Cómo dejarlo afinado para que la calefacción trabaje a tu favor
Yo no juzgo un termostato por cómo queda el primer día, sino por cómo responde tras una semana de uso real. La prueba útil es sencilla: deja una consigna estable, observa si la vivienda se mantiene confortable sin subidas y bajadas constantes y ajusta después por franjas horarias, no por impulsos.
- Empieza con 20-21 °C en estancias principales y baja algo por la noche si la casa lo permite.
- Evita cambiar la consigna cada pocas horas.
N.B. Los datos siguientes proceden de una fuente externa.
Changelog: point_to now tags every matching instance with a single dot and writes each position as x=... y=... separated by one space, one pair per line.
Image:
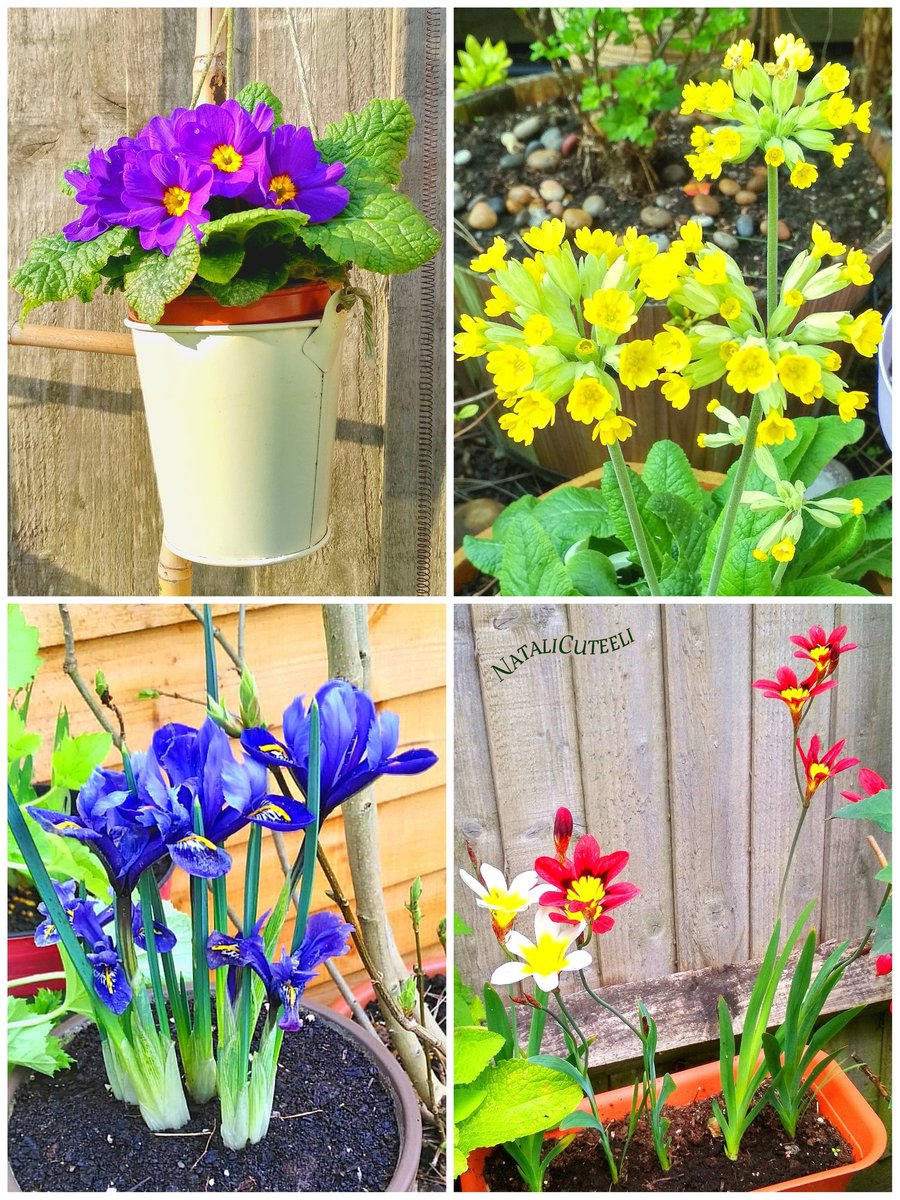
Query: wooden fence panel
x=84 y=515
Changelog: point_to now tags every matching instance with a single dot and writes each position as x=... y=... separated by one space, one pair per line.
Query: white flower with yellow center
x=546 y=957
x=504 y=903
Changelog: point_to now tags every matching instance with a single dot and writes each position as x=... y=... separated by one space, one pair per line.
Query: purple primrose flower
x=357 y=744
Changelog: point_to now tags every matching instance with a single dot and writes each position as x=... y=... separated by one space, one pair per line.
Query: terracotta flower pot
x=24 y=959
x=406 y=1107
x=838 y=1101
x=365 y=993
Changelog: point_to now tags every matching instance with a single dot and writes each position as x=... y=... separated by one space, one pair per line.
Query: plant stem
x=747 y=453
x=634 y=517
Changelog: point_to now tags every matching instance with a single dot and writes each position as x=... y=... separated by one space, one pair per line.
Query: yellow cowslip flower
x=511 y=369
x=798 y=373
x=726 y=143
x=535 y=268
x=537 y=330
x=660 y=276
x=862 y=115
x=850 y=403
x=705 y=163
x=637 y=364
x=840 y=153
x=693 y=237
x=750 y=369
x=517 y=427
x=823 y=244
x=738 y=55
x=472 y=342
x=672 y=347
x=611 y=309
x=719 y=99
x=676 y=389
x=588 y=401
x=856 y=269
x=835 y=76
x=499 y=303
x=492 y=259
x=613 y=427
x=774 y=429
x=537 y=408
x=838 y=109
x=804 y=174
x=599 y=243
x=637 y=246
x=694 y=97
x=864 y=333
x=547 y=237
x=711 y=269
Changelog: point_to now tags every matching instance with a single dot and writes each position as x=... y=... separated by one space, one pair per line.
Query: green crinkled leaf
x=378 y=136
x=484 y=555
x=667 y=469
x=155 y=280
x=220 y=262
x=821 y=586
x=57 y=269
x=531 y=565
x=744 y=575
x=379 y=231
x=239 y=225
x=522 y=1098
x=22 y=643
x=259 y=94
x=75 y=759
x=474 y=1047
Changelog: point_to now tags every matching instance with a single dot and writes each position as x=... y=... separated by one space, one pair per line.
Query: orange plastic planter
x=839 y=1102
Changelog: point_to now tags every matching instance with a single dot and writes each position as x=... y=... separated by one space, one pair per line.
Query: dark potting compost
x=333 y=1129
x=431 y=1175
x=699 y=1162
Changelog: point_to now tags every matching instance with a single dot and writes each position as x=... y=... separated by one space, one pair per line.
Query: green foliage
x=481 y=65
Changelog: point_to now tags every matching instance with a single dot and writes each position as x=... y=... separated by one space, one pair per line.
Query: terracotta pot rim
x=406 y=1107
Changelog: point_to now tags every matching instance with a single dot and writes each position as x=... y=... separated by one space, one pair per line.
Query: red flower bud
x=562 y=832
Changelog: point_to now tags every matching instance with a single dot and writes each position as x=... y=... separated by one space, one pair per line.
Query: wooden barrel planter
x=565 y=449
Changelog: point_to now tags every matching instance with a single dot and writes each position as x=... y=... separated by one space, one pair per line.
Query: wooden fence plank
x=621 y=706
x=707 y=689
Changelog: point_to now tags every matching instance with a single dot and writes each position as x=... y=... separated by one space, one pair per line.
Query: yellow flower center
x=175 y=201
x=282 y=189
x=227 y=159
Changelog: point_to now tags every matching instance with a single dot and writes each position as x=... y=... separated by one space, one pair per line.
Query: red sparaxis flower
x=821 y=767
x=795 y=694
x=871 y=784
x=822 y=651
x=563 y=828
x=581 y=887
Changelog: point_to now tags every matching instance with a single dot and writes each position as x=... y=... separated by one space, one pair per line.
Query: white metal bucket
x=241 y=421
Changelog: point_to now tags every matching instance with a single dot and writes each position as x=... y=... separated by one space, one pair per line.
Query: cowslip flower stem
x=747 y=451
x=634 y=517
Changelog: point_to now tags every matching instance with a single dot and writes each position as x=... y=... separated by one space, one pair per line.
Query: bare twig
x=70 y=666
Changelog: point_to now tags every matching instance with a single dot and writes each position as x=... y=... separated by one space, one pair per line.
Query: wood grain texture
x=84 y=516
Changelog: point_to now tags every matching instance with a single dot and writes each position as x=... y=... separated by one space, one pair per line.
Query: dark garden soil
x=333 y=1129
x=851 y=202
x=431 y=1175
x=699 y=1163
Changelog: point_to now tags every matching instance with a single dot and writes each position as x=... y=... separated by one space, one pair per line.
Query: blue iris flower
x=357 y=744
x=327 y=937
x=130 y=828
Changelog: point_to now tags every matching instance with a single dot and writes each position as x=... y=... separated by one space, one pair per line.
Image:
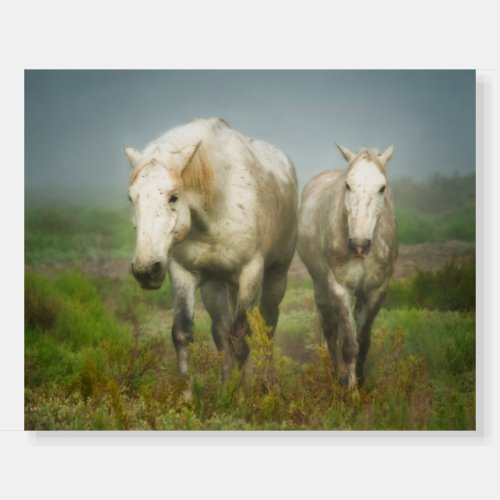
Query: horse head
x=161 y=213
x=365 y=190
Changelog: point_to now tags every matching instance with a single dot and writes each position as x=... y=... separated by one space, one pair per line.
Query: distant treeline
x=436 y=194
x=438 y=209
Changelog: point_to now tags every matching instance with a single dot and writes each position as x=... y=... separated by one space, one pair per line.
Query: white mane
x=180 y=137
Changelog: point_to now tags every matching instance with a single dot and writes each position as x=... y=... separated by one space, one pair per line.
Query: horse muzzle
x=149 y=277
x=359 y=247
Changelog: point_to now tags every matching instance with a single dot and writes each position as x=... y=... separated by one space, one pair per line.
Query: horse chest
x=351 y=275
x=203 y=258
x=360 y=274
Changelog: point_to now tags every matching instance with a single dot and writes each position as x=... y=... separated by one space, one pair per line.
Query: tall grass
x=95 y=367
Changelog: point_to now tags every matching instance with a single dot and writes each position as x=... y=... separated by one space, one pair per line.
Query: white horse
x=347 y=240
x=218 y=211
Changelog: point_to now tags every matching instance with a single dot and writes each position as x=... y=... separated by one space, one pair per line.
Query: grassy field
x=98 y=353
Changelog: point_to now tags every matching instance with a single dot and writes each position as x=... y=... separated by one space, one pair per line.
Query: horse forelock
x=370 y=155
x=197 y=176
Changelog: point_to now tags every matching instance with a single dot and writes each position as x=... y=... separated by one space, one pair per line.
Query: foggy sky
x=76 y=122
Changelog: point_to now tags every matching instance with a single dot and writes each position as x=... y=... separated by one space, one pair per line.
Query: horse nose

La regulación necesita margen para trabajar con estabilidad.
- Si tu casa tiene mucha masa térmica, adelanta el encendido en lugar de subir varios grados de golpe.
- Revisa el primer ajuste tras 5-7 días: es el tiempo mínimo razonable para ver si el patrón encaja con tu rutina.
- En modelos inteligentes, deja que la automatización aprenda antes de desactivar funciones por impaciencia.
En viviendas con piedra natural, suelos densos o muros con mucha inercia, este ajuste fino marca una diferencia visible: el termostato tiene que pensar con más anticipación que impulso. Si te quedas con una sola idea, que sea esta: instalarlo bien importa, pero programarlo y colocarlo bien importa todavía más. Cuando las dos cosas se hacen con criterio, la calefacción deja de ir a trompicones y empieza a comportarse como un sistema pensado para tu casa, no contra ella.